China to collect record $22 billion BRI debt repayments from developing nations this year
The Hindu
China transitions from capital provider to debt collector for 75 developing countries, facing diplomatic and domestic pressures.
China will turn from a capital provider to a debt collector of 75 developing countries, including the world's poorest and most vulnerable, this year as they are due to pay back a record $22 billion loans owed to Beijing, according to data released by an Australian think tank.
China has become the leading debt collector of developing countries, shifting from a net capital provider, "as bills coming due from its Belt and Road lending surge in the 2010s now far outstrip new loan disbursements", the latest research report of the Australian think tank, the Lowy Institute, said.

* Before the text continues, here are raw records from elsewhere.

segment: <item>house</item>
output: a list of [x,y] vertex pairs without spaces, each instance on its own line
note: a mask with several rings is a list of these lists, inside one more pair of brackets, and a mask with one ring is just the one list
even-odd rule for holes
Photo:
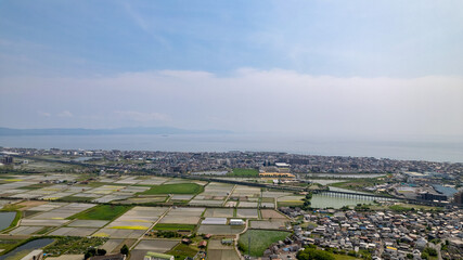
[[[115,255],[106,255],[106,256],[95,256],[95,257],[91,257],[89,259],[90,260],[125,260],[126,255],[115,253]],[[157,258],[155,258],[155,259],[157,260]],[[154,260],[154,259],[147,259],[147,260]],[[164,260],[164,258],[163,258],[163,260]]]
[[207,246],[207,242],[206,240],[202,240],[202,242],[200,242],[200,244],[197,244],[197,247],[200,247],[200,248],[204,248],[206,246]]
[[231,219],[230,224],[231,225],[244,225],[244,221],[242,219]]
[[160,252],[147,251],[143,260],[173,260],[173,256]]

In 2025, about 75 of the world’s poorest and most vulnerable countries will make “record high debt repayments” totalling $22 billion to China as a result of peaks in new loan commitments made from 2012 to 2018, the report said.
China faces a dilemma and growing diplomatic pressure to restructure unsustainable debt besides mounting domestic pressure, particularly from its quasi-commercial institutions, to recover outstanding debts, according to the report prepared by Riley Duke.
Mr. Duke said that the research was being published now because China’s Belt and Road Initiative (BRI) lending spree peaked in the mid-2010s, and those grace periods began expiring in the early 2020s— a likely “crunch period” for developing-country repayments to China.
How China’s shift to chief debt collector will impact its reputation as a development partner remains to be seen, the Hong Kong-based South China Morning Post quoted Mr. Duke as saying.
On Tuesday (May 27, 2025), the Chinese Foreign Ministry sought to play down the report, saying that a handful of countries are spreading rumours against Chinese loan assistance to developing countries.